NSW Treasurer Dominic Perrottet delivered the Berejiklian Government’s first budget this week, featuring a forecast surplus of $4.5 billion in 2016-17, with the average surplus reaching $2 billion over the forward estimates. The Budget confirms a significant investment in infrastructure of $72.7 billion over four years; $15.7 billion in education funding; and $23.2 billion worth of health expenditure. The Government has also established a NSW Infrastructure Future Fund (NIFF) to hold the $14 billion in funds raised from asset sales. The NIFF will be managed by NSW Treasury Corporation and will see funds invested in equities and other assets in the medium-term to produce better returns until the cash is reinvested back into infrastructure. In his Budget reply speech, Opposition Leader Luke Foley focused on energy, stating that a Labor Government would reduce household energy bills by re-regulating the electricity market and boosting renewable investment. See GRACosway’s NSW Budget briefing note here.

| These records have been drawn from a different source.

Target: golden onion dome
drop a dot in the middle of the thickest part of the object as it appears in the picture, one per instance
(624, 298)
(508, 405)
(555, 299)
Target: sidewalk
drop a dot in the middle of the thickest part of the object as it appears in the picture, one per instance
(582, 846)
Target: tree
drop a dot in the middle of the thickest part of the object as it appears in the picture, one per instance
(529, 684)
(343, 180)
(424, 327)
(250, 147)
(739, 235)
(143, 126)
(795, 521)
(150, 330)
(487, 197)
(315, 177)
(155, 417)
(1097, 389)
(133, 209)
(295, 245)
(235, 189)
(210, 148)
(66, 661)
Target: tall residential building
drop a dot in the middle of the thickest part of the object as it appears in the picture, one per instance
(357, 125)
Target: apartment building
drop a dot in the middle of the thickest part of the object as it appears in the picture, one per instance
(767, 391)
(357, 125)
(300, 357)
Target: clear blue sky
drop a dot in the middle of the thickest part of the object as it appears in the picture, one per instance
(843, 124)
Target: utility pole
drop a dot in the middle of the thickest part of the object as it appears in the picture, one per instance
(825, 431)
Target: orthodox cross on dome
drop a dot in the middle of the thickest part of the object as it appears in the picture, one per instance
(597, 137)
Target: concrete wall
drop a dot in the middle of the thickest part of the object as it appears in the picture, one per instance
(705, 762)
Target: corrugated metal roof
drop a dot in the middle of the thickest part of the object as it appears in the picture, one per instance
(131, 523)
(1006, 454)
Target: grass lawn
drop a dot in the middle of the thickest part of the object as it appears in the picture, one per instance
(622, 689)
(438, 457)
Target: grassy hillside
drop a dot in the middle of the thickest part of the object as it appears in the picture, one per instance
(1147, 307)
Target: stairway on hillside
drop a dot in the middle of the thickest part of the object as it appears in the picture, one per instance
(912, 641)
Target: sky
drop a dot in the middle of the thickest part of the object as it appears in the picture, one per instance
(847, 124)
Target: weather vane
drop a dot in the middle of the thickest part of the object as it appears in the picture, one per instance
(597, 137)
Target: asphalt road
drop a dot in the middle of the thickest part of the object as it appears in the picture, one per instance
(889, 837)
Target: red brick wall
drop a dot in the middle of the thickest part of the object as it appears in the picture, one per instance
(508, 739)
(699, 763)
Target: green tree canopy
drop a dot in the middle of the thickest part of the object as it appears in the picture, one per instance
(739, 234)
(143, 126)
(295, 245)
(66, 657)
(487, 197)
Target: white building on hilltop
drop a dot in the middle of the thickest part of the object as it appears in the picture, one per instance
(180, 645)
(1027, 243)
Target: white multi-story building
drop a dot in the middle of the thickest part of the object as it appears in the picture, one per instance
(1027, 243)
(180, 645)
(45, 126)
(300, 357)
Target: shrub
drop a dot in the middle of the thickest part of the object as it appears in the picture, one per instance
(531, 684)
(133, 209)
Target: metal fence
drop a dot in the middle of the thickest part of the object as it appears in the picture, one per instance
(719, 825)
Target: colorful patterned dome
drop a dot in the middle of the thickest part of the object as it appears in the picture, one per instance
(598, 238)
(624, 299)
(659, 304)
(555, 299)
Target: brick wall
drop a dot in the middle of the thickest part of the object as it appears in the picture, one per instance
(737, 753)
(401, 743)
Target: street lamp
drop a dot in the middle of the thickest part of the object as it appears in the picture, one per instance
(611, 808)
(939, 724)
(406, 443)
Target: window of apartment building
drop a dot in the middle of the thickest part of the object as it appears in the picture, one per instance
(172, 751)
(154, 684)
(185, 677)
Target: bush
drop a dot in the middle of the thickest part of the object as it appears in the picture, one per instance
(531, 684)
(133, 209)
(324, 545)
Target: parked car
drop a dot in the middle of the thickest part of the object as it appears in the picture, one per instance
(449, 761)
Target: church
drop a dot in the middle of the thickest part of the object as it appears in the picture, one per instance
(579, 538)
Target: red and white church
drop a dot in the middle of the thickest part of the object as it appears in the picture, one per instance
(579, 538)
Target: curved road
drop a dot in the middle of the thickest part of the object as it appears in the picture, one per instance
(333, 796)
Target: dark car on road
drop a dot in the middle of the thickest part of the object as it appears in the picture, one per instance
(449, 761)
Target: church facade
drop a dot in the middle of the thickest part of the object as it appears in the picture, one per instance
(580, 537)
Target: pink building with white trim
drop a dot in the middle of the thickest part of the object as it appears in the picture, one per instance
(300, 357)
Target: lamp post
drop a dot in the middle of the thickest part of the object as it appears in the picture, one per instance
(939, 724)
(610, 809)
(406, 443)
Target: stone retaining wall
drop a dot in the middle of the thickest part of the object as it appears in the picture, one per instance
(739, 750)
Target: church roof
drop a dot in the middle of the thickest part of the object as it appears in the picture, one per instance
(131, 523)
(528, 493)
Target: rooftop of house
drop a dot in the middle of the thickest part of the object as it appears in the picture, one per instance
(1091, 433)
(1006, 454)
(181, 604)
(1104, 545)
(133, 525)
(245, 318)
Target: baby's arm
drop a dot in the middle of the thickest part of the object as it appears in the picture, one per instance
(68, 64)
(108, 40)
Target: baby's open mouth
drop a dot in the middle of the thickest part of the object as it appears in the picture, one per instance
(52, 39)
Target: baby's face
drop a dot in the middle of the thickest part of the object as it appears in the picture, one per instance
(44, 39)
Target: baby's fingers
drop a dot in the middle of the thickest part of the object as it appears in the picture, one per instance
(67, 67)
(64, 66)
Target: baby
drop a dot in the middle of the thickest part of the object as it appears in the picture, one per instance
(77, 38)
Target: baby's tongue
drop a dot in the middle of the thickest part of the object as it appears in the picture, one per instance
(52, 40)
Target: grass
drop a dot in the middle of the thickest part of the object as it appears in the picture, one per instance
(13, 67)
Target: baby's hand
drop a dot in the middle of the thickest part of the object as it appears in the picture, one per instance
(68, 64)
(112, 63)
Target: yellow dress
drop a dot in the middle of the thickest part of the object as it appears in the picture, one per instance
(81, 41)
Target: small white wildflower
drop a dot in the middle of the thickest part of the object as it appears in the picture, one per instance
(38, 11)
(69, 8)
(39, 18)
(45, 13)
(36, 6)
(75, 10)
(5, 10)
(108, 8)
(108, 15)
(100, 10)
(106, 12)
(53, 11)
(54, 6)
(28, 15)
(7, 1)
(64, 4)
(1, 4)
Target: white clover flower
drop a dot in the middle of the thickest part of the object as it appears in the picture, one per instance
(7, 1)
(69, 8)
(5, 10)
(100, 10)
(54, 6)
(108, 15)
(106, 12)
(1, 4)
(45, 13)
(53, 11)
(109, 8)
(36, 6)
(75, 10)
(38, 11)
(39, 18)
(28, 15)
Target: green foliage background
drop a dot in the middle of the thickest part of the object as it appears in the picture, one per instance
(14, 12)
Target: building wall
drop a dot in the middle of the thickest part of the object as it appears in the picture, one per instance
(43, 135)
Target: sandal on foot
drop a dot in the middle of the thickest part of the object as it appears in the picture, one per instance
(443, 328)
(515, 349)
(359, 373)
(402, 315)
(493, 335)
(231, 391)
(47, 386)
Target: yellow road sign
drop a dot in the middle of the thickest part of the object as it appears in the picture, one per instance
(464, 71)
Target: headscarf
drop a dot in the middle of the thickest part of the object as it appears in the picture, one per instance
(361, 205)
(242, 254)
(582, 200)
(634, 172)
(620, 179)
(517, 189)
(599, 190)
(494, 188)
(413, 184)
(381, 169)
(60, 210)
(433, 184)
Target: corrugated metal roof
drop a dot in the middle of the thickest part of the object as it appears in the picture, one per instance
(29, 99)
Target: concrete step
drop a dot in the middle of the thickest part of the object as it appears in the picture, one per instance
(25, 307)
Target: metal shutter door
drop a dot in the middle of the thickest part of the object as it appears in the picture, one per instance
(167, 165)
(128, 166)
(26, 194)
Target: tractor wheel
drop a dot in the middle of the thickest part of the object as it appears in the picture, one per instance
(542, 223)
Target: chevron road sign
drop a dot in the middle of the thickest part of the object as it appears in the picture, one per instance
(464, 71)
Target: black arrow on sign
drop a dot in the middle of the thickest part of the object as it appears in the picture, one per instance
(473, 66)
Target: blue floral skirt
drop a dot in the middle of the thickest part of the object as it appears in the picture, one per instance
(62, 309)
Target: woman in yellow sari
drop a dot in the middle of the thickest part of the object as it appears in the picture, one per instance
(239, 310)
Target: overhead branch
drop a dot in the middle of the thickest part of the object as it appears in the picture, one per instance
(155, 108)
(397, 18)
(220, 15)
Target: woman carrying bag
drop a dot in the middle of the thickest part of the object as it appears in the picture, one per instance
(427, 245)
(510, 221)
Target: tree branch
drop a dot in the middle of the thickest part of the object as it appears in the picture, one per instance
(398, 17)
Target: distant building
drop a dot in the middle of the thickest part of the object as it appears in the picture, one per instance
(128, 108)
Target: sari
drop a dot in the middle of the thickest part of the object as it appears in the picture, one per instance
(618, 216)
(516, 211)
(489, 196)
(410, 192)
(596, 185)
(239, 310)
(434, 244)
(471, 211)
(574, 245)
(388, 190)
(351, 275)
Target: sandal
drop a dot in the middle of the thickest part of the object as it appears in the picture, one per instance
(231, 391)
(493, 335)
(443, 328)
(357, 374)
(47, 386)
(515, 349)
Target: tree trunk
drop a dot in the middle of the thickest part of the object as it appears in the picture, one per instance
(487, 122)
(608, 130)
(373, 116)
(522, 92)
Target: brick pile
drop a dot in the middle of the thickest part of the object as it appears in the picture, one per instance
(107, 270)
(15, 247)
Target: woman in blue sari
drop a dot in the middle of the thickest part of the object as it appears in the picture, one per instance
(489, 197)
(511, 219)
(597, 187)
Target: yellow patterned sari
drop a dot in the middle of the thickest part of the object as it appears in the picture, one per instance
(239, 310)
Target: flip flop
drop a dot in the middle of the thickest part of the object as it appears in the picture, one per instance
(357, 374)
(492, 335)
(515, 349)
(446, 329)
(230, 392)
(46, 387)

Labor has indicated it will not support the Government’s proposed changes to citizenship laws, set to be introduced to Parliament this week. Labor frontbencher Tony Burke described the proposed English test as “ludicrous, absurd and dumb” and warned the suggested changes would mark “a fundamental change in who we are as a country”. With further opposition from the Greens, the Government will be required to negotiate with the Senate crossbench in order to pass the reforms. Senator Nick Xenophon has raised concerns with the changes in their current form, suggesting that transitional arrangements are needed. See the media coverage here.
The WA Parliament sits next week; Federal Parliament has risen for the Winter Break and will return on 8 August.
SA Budget 2017-18
South Australian Treasurer Tom Koutsantonis handed down the 2017-18 South Australian Budget on Thursday – the sixth of the Weatherill Government – outlining an ambitious spending program designed to boost SA’s economy and create jobs in the wake of the impending closure of Holden’s Elizabeth factory.
The pre-election budget reveals a $239 million surplus for 2016-17, shrinking to $72 million by the end of 2017-18. While further surpluses are forecast over the forward estimates, figures have been reduced from predictions in the Government’s December 2016 mid-year budget review.
Spending is focused on five key growth areas: ship building and defence; renewable energy and mining; tourism and the visitor economy; health and biomedical research; and advanced manufacturing. Key spending announcements centred on transport infrastructure and existing hospital upgrades, as well as $528 million for a new women’s hospital. A $200 million Future Jobs Fund, extra funding for the Jobs Accelerator Grants Scheme and payroll tax relief for SA businesses are aimed at driving employment growth and confronting challenges in the economy.
Key revenue measures include a Major Bank Levy, which will be introduced from 1 July 2017 and is expected to raise $370 million in revenue over four years; and a 4 per cent conveyance duty surcharge from 1 January 2018 on foreign buyers of residential property, raising $48.8 million over four years.
SA Opposition Leader Steven Marshall has labelled the budget a “missed opportunity of massive proportions”, saying the Weatherill Government is “addicted to taxation” and reaffirming the Liberal Party’s commitment to cutting the Emergency Services Levy to ease pressure on businesses and households. The Major Bank Levy has also attracted criticism from the Business Council of Australia and the Australian Bankers Association, with the affected banks seeking urgent legal advice and threatening retaliatory moves.